The Effigy Mounds National Monument Quarter was the thirty-sixth overall release within the America the Beautiful Quarters Program. The site represents the state of Iowa and was federally designated on October 25, 1949.
The reverse design features an aerial view of mounds in the Marching Bear Group. These animal or bird-shaped effigy mounds are Native American earthworks constructed between one thousand and two thousand years ago. The inscriptions include “Effigy Mounds”, “Iowa”, “2017”, and “E Pluribus Unum”. The reverse was designed by United States Mint Artistic Infusion Program Designer Richard Masters and sculpted by United States Mint Sculptor-Engraver Renata Gordon.
The Effigy Mounds Quarter was officially released for circulation on February 6, 2017. The Denver Mint struck 210,800,000 and the Philadelphia Mint struck 271,200,000 coins for circulation.
Effigy Mounds Quarter Mintages
- 2017-D Effigy Mounds Quarter: 210,800,000
- 2017-P Effigy Mounds Quarter: 271,200,000
- 2017-S Effigy Mounds Quarter: 931,340
Effigy Mounds Quarter Specifications
- Designers: John Flanagan (obverse), Richard Masters (reverse)
- Composition: 91.67% copper, 8.33% nickel (clad), 90% silver, 10% copper (silver proof)
- Diameter: 24.26 mm
- Weight: 5.67 grams
- Thickness: 1.75 mm
- Edge: Reeded
About Effigy Mounds National Monument
How many hills and bumps to you walk, ride or drive over in a given day? If you are riding your bike, you probably only think of this inclines as something that it takes extra work to climb to the top of, however there are some mounds of earth that are much more significant than others. The mounds of earth that can be found in Iowa’s Effigy Mounds National Monument are actually very historically important examples of the belief system of the Native American tribes that once lived across the entire North American continent. When you visit Effigy Mounds National Monument, you might be surprised to notice that these sacred mounds are formed into the shape of birds and bears, and were used by the native peoples to honor the passing of their loved ones.

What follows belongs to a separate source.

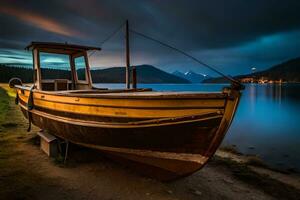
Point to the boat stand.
(48, 143)
(52, 145)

Officially recognized by the federal government in October of 1949, Effigy Mounds National Monument is considered to be one of the best examples and collections of sacred mound building that was practiced by over sixteen different Native American tribes in the early days of the country. Mounds were popular as a practice of these tribes almost one thousand years ago, and examples of sacred mounds in the shapes of spirits and animals can be found across the landscape of Iowa, Wisconsin, Minnesota and Illinois. Those who visit the park often take time to contemplate the significance of these mounds to those Indians that spent days and even weeks carrying the earth to form them. It is a great chance to reflect on the impact that one’s own life will have on the planet and the society we are all a part of.